Este miércoles, el “proyecto de ley para reafirmar los principios republicanos”, conocido inicialmente como “proyecto de ley contra el separatismo islamista”, llegó al Consejo de Ministros. “Este texto no es un texto contra las religiones, ni contra la religión musulmana en particular. Es una ley de emancipación frente al fanatismo religioso”, insistió el primer ministro Jean Castex, durante la presentación de la nueva legislación. De hecho, el texto en cuestión no cita ninguna religión en particular.

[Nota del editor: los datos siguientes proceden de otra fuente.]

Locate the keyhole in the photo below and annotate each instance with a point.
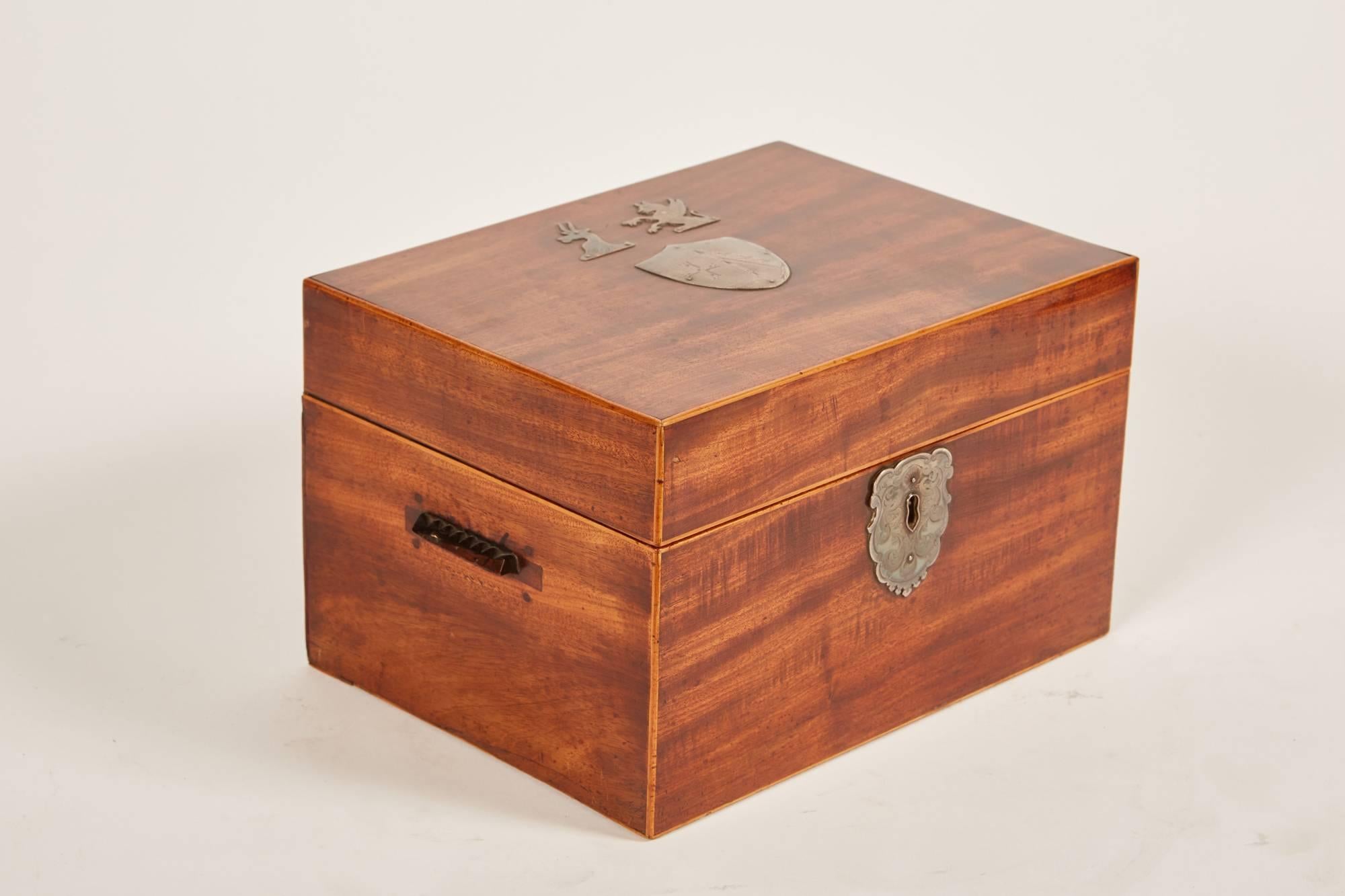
(913, 512)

Este 9 de diciembre no es una fecha anodina, se trata del aniversario de la promulgación de la ley de 1905, la misma que establece las bases de uno de los principales pilares republicanos: el laicismo. En un otoño marcado por una nueva ola de atentados islamistas y por fuertes críticas a nivel internacional dirigidas contra la estricta visión del laicismo de Emmanuel Macron y su férrea defensa del derecho a la caricatura y la blasfemia, la presentación del texto constituye una declaración de principios por parte del jefe de Estado: Francia combatirá con mano de hierro el islamismo radical.
Controlar las subvenciones públicas
“Garantizar el libre ejercicio de culto” y “garantizar el respeto de los principios republicanos” son los principales objetivos del proyecto legislativo. Para evitar derivas sectarias, el texto condiciona cualquier subvención pública a una asociación a la firma de “un contrato de compromiso republicano”, estrechando así la vigilancia de la financiación de las organizaciones religiosas y también de federaciones deportivas. En caso de violar dicho contrato, los subsidios deberán ser reembolsados.